Today, I am not sure if that railroad line, once called the Fordyce and Princeton spur, is still active.

Consulting local County forester, James Wall of Hermitage, there have been two “Vick Burns,” one in the early 1940s and the second one August 31-Septemer 1, 2000.

Both were significant fires resulting in loss of timber, animals and native vegetation.

And both causes of the fires were, and still are, unsolved.

Wall, who is the Bradley County Forester, has been a 29-year employee of the Arkansas Forest Service and the county forester for the last three years. He was on the scene when the 2000 Vick Burn took place.

The first day it (the fire) burned about a good 1,000 acres, he said. The second day, September 1, another 1,000 acres went up in smoke.  The Arkansas Forest Service fire fighting crews and local rural fire crews were on the scene for about a week putting out “hot spots,” and “flare ups.”

Wall said the speed of the fire and the direction of the winds, aiding in the fire spreading, can still be seen on some of the old growth timber in the area.

In the larger, old growth timber, after a burn one would see a low pattern of scarring on the timber with the fire being higher on the back side of the trees, he said.

He also acknowledged that a quick fire would indeed deplete or cause the native animals to flee the area.

In Bradley County, forests occupy 367,901 acres (or 88%) of the land area in Bradley County, and 94% of the forests are privately owned.

Planted forests account for 65% of the pine and 5% of non-pine forests in the county.

Overall, 56% of all the forests in Bradley County are natural forest, not planted or planned, but rustic forest lands.

The forests of Bradley County contain 12,476,345 tons of softwood timber and 6,333,340 tons of hardwood timber.

Forest industries contribute $90,110,832 to Bradley Country’s GDP which is 24% of the county’s total economic activity.

This is a much higher percentage than the state-wide average of 4.95%.

Notable forest industries in Bradley County include Potlatch-Deltic, Armstrong Hardwood Products, Ouachita Hardwood Flooring, Oasis Trading, and Price Fibers.

There are by the 2021 timber industry report, some 16 logging firms in Bradley County.

Income in Bradley County’s forestry sectors is 129% of the county average.

The direct economic contribution of Bradley County’s Forest industry is

Softwood or Pulpwood $3,448,514 or 18% of the total.

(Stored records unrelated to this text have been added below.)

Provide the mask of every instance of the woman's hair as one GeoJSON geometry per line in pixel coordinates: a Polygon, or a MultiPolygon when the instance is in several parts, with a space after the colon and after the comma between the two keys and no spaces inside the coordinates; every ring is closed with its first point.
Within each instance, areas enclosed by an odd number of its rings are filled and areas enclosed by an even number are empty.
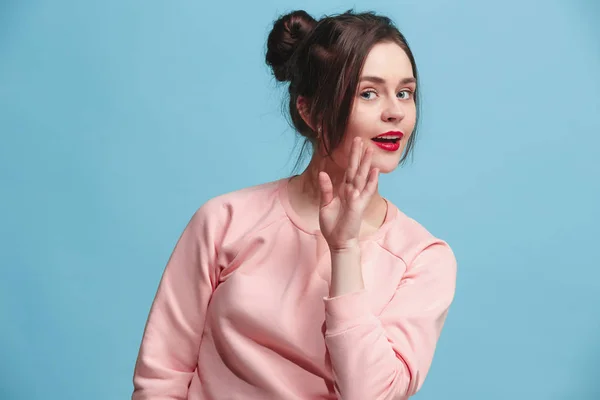
{"type": "MultiPolygon", "coordinates": [[[[371,48],[381,42],[397,43],[405,51],[418,83],[410,47],[387,17],[349,10],[317,21],[298,10],[274,22],[267,39],[266,62],[278,81],[289,82],[291,123],[306,139],[298,162],[307,144],[313,149],[317,144],[317,127],[322,127],[328,155],[342,142],[363,65],[371,48]],[[307,119],[315,130],[302,119],[296,106],[298,96],[306,98],[307,119]]],[[[418,110],[418,89],[414,99],[418,110]]],[[[418,115],[400,164],[412,153],[418,115]]]]}

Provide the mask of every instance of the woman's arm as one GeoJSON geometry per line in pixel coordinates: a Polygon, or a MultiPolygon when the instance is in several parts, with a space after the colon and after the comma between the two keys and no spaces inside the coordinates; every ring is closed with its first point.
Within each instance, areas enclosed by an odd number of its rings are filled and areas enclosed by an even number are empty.
{"type": "Polygon", "coordinates": [[[132,400],[187,399],[217,282],[218,226],[207,207],[191,218],[165,267],[135,366],[132,400]]]}
{"type": "Polygon", "coordinates": [[[371,312],[357,271],[360,252],[332,253],[325,342],[337,394],[344,400],[405,399],[420,389],[431,366],[454,297],[455,257],[443,242],[423,250],[379,316],[371,312]]]}

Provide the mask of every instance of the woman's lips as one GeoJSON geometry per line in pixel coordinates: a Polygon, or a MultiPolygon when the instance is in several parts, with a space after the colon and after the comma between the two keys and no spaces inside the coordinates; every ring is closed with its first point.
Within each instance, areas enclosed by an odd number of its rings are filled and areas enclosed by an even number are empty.
{"type": "Polygon", "coordinates": [[[395,142],[375,142],[375,141],[373,141],[373,143],[375,143],[376,146],[378,146],[379,148],[381,148],[385,151],[396,151],[400,148],[400,140],[397,140],[395,142]]]}
{"type": "Polygon", "coordinates": [[[400,131],[389,131],[375,136],[371,140],[385,151],[397,151],[400,148],[400,140],[403,136],[404,134],[400,131]]]}

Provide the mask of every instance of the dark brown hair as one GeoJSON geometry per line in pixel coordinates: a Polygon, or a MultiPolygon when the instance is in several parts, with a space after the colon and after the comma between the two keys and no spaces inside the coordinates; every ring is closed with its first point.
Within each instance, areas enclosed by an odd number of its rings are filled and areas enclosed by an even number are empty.
{"type": "MultiPolygon", "coordinates": [[[[317,21],[306,11],[298,10],[274,22],[267,39],[266,63],[278,81],[289,82],[291,123],[306,139],[298,162],[307,144],[312,144],[313,149],[317,144],[317,133],[311,126],[322,127],[328,155],[342,142],[365,59],[371,48],[381,42],[397,43],[405,51],[418,84],[412,51],[388,17],[349,10],[317,21]],[[308,102],[307,119],[311,126],[297,109],[298,96],[308,102]]],[[[414,99],[418,110],[418,87],[414,99]]],[[[400,164],[412,153],[418,115],[419,112],[400,164]]]]}

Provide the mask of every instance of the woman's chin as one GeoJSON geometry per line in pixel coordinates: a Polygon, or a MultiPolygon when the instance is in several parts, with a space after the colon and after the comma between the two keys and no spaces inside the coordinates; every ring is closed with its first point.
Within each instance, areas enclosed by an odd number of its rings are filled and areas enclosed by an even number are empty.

Softwood of sawtimber is valued at $9,027,832 or 48%;

Hardwood Sawtimber is valued at $5,060,415 or 27%;

Hardwood Pulpwood is valued at $1,272,925 or 7%;

Bottomland Hardwoods are valued at $49,497 or 13%;

Other – Non Stocked timber contributes $12,096 or 3%

Sector Employees Labor Income or a Value Added (GDP) of $90,110,832 to Bradley County can be broken down as follows:

Forestry jobs for 14 employees of with a labor income of $908,694 or a value-added total of $923,307’

Logging generates 243 jobs, valued at $13,514,325 or value-added at $13,432,541

Solid Wood Products produces 646 jobs, valued at $37,630,517 or value-added to $67,890,057

Furniture 1 $5,555 $5,881

Pulp and Paper 36 $2,885,515 $7,859,046

Forestry Totals in Bradley County

940 $54,944,606 $90,110,832

Timber Supply around Bradley County is certainly significant, within a 1-county radius around and including Bradley County (Ashley, Cleveland, Drew, Calhoun, and Union) there are 106 million tons of pine and 52 million tons of hardwood timber.

The above information comes from the 2021 Bradley County Forest and Industry report from Dr. Matthew Pelkki at UA-Monticello in the Arkansas Center for Forest Business, an annual newsletter published by him at UAM. He can be reached at pelkki@uamont.edu

To keep from another Vick Burn, the Arkansas Forestry Department has daily airplane crossings all over the forests of Arkansas. The remaining fire tower at gravel ridge, a 110-foot metal lookout post, is mainly used today as a radio repeating tower for all communications of the forest service.

I have hunted in the Vick area before and recall the thickness of the pristine forest there. That is the Pastime I want to remember. So, let’s all be careful in these times of fire warnings – even if it is a moderate red flag warning.